The stories are so many, that no Turkish soap opera can be that long, although several cover the topic and I have had a glimpse of some of them. Honestly? Long, tedious and as brutal as the times were, indeed.
Boys would proudly show their toy-car collections to their friends. Rich men will show off with their collection of rare cars or autographed baseball gloves, or masterpieces and watches. In olden times the powerful men of the Ottoman Empire and of other dynasties in Asia would proudly show the luxurious prisons of their own female slaves, kept for pleasure – pleasure those men could not give, but would not allow for anyone else to give to them.
Whether those women longed for their sultan to knock on their door or they hated him, whether they resented the place and longed for being poor, but free – that I do not know and probably each of them thought differently.
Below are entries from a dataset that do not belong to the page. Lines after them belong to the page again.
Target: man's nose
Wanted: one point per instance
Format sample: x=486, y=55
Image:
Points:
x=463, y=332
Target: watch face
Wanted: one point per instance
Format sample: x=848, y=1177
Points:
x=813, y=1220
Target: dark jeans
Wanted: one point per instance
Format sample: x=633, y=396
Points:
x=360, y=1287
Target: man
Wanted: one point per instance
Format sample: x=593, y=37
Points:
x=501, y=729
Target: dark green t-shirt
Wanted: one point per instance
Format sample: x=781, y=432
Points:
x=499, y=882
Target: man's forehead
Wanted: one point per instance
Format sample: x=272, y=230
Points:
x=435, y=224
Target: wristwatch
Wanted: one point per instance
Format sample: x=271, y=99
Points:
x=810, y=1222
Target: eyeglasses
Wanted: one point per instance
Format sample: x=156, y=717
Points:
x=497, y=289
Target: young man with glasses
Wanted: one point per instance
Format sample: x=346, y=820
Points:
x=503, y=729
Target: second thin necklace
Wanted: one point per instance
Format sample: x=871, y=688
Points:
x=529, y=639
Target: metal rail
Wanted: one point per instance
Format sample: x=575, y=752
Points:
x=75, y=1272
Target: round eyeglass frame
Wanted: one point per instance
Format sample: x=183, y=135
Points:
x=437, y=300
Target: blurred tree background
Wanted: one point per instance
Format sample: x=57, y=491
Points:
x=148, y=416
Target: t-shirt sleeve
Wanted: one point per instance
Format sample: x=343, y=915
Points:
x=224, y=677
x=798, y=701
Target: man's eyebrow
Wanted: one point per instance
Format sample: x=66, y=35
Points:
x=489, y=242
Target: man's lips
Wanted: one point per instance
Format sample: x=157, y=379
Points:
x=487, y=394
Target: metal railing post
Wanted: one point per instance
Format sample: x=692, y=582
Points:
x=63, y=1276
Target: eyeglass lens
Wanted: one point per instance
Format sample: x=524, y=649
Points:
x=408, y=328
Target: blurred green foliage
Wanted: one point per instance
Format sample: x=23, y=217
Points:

One thing I do know: the world was well aware of these prisons for women kept for pleasure (or for feeding the ego) and it allowed their existence – the Imperial Harem survived until 1992. Nezvad Hanim was the final official consort of the 36th and last sultan of the Ottoman Empire, Mehmed VI.
In 1992, communism was history, walls between people had been torn down, grunge music was all over the radios, MTV was the most watched channel, people had stepped on the moon a long time ago. And yet, the world did nothing to stop this. No woman should be kept as a bird in a golden cage and forced to sing at the clap of some bloated dictator’s hands.
And here we have our modern men who can barely juggle with a wife and one lover. How did those men manage thousands of women? They didn’t. Women were hunting trophies, decoration, some sick proof of masculinity, well hidden behind noble intention and the guidance in the religious books.